# Conifolds and Exotic Spheres

First of all, a disclaimer: I'm a physicist trying to understand mathematical aspects of some solutions I've encountered while studying string theory, and am certainly not a mathematician of any sort. In particular I have never taken a class on differential geometry or topology, hence my following question.

I'm reading an older paper in mathematical physics, and I'm trying to understand it. The paper can be found here: http://www.sciencedirect.com/science/article/pii/055032139090577Z

The authors are constructing 5 dimensional Einstein spaces, which they call $\mathcal{N}_{pq}$. I've also seen them denoted $T^{pq}$. I apologize that I don't have a name for them. The spaces are

$ds^2_{pq} = \lambda^2 \left(d\psi+p\cos\theta_1 d\phi_1 + q \cos\theta_2 d\phi_2 \right)^2 + \Lambda_1^{-1} \left(d\theta_1^2 + \sin^2\theta_1 d\phi_1^2 \right) + \Lambda_{2}^{-1} \left(d\theta_2^2 + \sin^2\theta_2 d\phi_2^2 \right).$

Here the lambda constants are fixed to make the space Einstein, $R_{ab} = 4 g_{ab}$:

$4 = \frac{1}{2}\lambda^2 \left[ (p\Lambda_1)^2 + (q \Lambda_2)^2 \right] = \Lambda_1 - \frac{1}{2} \left(\lambda p \Lambda_1\right)^2 = \Lambda_2 - \frac{1}{2} \left(\lambda q \Lambda_2\right)^2.$

For two particular choices of $(p,q)$ these spaces are furthermore fibre bundles over $S^2 \times S^3$. These are $(p,q) = (1,1)$ and $(1,0)$.

I'm confused about the relationship between these two spaces. The authors show that the two spaces are indeed distinct geometries because they have different volumes ($\text{vol}_{11}/\text{vol}_{10} = 2^{13/2} 3^{-5}$). The authors also say that these two spaces are diffeomorphic but that no coordinate transformation exists which brings one space into the other (and they use the unequal volumes to support this conclusion).
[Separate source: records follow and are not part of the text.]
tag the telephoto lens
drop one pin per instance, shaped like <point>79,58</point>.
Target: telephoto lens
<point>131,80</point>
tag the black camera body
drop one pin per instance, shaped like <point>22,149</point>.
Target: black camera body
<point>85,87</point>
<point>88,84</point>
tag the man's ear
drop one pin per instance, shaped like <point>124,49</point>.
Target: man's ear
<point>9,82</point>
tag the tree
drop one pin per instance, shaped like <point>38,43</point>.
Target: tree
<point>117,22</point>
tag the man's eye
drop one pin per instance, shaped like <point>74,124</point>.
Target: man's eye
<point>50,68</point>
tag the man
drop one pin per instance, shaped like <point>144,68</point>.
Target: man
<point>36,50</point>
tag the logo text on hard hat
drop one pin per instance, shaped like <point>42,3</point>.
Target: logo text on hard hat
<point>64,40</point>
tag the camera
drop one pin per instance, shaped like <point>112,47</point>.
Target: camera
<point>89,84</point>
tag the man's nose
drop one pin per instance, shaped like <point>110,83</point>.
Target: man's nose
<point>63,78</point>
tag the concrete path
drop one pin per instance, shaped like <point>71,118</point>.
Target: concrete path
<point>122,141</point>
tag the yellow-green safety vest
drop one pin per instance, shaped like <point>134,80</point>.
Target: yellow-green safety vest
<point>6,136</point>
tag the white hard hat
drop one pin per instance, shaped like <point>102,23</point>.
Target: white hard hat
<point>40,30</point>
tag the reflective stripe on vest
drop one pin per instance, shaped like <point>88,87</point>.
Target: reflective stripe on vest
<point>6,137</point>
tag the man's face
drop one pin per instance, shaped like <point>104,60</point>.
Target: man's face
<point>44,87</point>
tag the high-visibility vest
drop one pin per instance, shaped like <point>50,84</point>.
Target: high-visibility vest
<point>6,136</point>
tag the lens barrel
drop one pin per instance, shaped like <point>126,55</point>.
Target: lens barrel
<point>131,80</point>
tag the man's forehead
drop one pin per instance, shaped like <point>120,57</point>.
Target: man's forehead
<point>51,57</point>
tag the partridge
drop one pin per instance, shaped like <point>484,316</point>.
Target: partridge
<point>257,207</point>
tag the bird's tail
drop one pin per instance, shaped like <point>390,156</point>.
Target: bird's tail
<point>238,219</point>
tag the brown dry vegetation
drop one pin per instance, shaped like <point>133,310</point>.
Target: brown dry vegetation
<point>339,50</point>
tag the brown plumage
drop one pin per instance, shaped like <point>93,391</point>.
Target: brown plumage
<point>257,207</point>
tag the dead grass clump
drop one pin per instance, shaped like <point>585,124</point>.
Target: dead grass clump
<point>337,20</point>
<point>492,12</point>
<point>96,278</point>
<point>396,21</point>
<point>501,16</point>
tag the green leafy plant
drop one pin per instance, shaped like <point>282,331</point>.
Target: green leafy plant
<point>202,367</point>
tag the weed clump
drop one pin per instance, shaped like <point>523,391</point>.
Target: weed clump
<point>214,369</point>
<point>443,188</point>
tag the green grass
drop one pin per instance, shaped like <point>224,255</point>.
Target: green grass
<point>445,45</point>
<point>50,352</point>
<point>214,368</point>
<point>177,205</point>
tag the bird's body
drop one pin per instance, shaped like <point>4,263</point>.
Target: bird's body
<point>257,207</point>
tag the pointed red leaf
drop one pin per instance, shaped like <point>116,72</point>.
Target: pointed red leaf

I'm confused by this. What does it mean for two spaces to be diffeomorphic and yet "distinct"? I recently learned about exotic spheres (https://en.wikipedia.org/wiki/Exotic_sphere). These are spheres that are homeomorphic but not diffeomorphic to the standard sphere (defined by the embedding $\sum_{i=1}^n x_i^2 = 1$ in $\mathbb{R}^n$). I'm wondering if perhaps the authors used out-dated terminology and the modern and more precise statement would be that $\mathcal{N}_{11}$ and $\mathcal{N}_{10}$ are homeomorphic but not diffeomorphic (just like the connection between exotic spheres and the standard sphere). Is this correct?

• I haven't read carefully, but they do not say that the manifolds are not diffeomorphic. They say that the geometry (which I interpret to mean the Riemannian geometry) is distinct - that is, that the Riemannian manifolds are not isometric. An isometry of Riemannian manifolds preserves the volume of the manifold; a diffeomorphism does not necessarily. One can put many non-isometric Riemannian metrics on the same smooth manifold; for instance, one has the round metric on the sphere, which has constant curvature, and one can scale the metric by some positive smooth function to get somethign new.
– user98602
Apr 10, 2015 at 19:57
• You're right, in fact they do explicitly say that the spaces are diffeomorphic. I was wondering if perhaps they were using the term incorrectly. Apr 10, 2015 at 20:03
• @MikeMiller: How is volume defined? Can you please suggest some literature for manifold volume constancy? Apr 10, 2015 at 20:52
• The poor man's (physicists') way is this: if you have the metric, and the range of coordinates, you could simply do the integral $\int \sqrt{g} d^d x$ yourself. Apr 10, 2015 at 21:05
• @Narasimham: The volume of a compact manifold is the integral of the Riemannian volume form. An isometry pulls back the volume form of the second manifold to the volume form of the first, so the two Riemannian manifolds have the same volume.
– user98602
Apr 10, 2015 at 21:05

Your two manifolds are Riemannian manifolds: smooth manifolds equipped with a Riemannian metric. The volume of a Riemannian manifold is preserved under isometry: it's defined by integrating the volume form over the manifold, and an isometry $M \to N$ pulls back the volume form of $N$ to the volume form of $M$. But this is far from true just for diffeomorphisms.
For instance, the $2$-sphere of any radius is diffeomorphic to the 2-sphere of any other radius; but the volume of $S^2(r)$ is $4\pi r^2$. So we can give a sphere a Riemannian metric of any given volume.